Pesquisar neste blogue

segunda-feira, 20 de junho de 2016

Bairro X


Efémero bairro X
Apenas o urinol do centro da praça não se impressiona com as perspetivas de modernidade que se avizinham
Ou não.
Cochicham os novos ocupantes dos espaços devolutos que o universo de fábricas abandonadas está
(vendido)
(por vender)
(à venda)
Vinte e cinco
Trinta
Milhões
Tal como o bairro, vagas promessas, sem métricas muito precisas.
Indiferentes às promessas do bairro X, os habitantes (tal como o urinol da praça) destilam o calor na cerveja gelada, recorrem-se dos espaços sem vista, deambulam de sombra em sombra, enfrentam a arte urbana com um desdém de quem já assistiu ao rio roubar-lhes o bairro, a indústria sonegar-lhes o orgulho, a encosta traseira construir-se em torres de um modernismo social de pós-guerra e sugar-lhes os habitantes, e portanto, o direito de ser bairro e espaço social.
Mais do que desdém, imunidade.
Por isso, neste Domingo à tarde de calor, os sobreviventes circulam sem precauções nem sobressaltos por esta zona de fronteira.

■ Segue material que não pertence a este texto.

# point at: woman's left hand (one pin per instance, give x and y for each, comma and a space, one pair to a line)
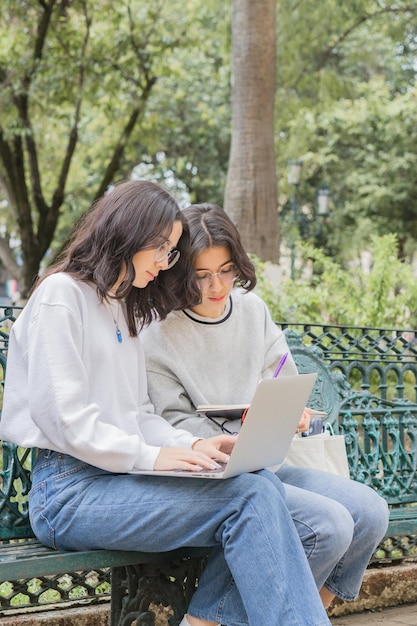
304, 423
218, 447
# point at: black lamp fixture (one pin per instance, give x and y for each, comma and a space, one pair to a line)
323, 201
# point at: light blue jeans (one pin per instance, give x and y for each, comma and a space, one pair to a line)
340, 523
257, 571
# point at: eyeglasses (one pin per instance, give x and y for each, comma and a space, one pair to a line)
227, 275
165, 251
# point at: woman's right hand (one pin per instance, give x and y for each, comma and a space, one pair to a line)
184, 459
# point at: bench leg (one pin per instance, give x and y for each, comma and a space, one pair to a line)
135, 587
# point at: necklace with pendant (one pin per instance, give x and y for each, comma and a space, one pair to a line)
116, 322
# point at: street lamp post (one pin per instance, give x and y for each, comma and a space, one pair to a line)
294, 177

No bairro X (que confina com Z, a nova modernidade a oriente, e a ocidente com um plano diretor municipal confuso e desorientado) confluem os restos do industrialismo urbano, os novos fenómenos de irreverência artística, a cerveja artesanal, os últimos camiões TIR, um porto moribundo e as torres fantasma do terminal de cereais.
“Estás sujo!” – e o companheiro, de riso tonto e pose infantil, acena com a cabeça e acrescenta eloquência ao guardador de histórias, o chefe do bairro que antes se dedicava a assustar os incautos forasteiros que por ali se atreviam a espreitar.
De imperial na mesa e despojos no prato.
Com a fama do bairro.
Agora, tal como os baleeiros dos mares profundos e violentos dos Açores, dedica-se ao turismo.
“As fotografias servem para nos recordarmos” – e outro ria – “por isso estás sujo, e ninguém te bate, limpa-te lá fora, estamos aqui para ajudar, não é?”
Como as baleias, diria.
Também eles (nós) não nos (a eles) devolverão o direito ao seu espaço social, eles que pairam no seu efémero infinito.
Deixa-os sujar
Dá-lhes de beber, até que a voz lhes doa.





A olhar o rio a M, o Pedro, o Válter, o José Luís, a Rita, a Leonor e, pelo menos, mais vinte e um e os amigos, deliberam sem consenso, se a modernidade se faz construindo ou recuperando memórias.
A M insiste em afirmar que o que tem que ser, tem de ser, se levam os posters para casa é porque apreciam a arte e, afinal de contas, a criação é de todos.
A M não tem mais de vinte e cinco anos, mas tem o mesmo olhar para o rio do que o velho corsário do bairro X, do que as fachadas que derramam as lágrimas do tempo, do que os bairros que elevaram as colinas a uma modernidade minimalista e do que a industria que alimentou as colónias.
Aqui, a noção de tempo é como a penúltima letra do alfabeto, tão efémera quanto infinita.
Transversal entre gerações.
Agradeço ao corsário as sombras fortes que dão cor ao bairro X, mas ele olha distraidamente para leste fingindo não perceber que já se constroem trincheiras a dois quarteirões da praça do urinol público, para lá de Braço de Prata,
O companheiro de riso tonto e pose infantil, esbraceja para oeste e eu julgo que ele me adotou como a ultima baleia dos mares ocidentais.
Mas o imediato do corsário nem deu pela minha partida, apenas saúda o facto de, para oeste, não se vislumbrar nada de novo.

X de Xabregas, provavelmente a última fronteira.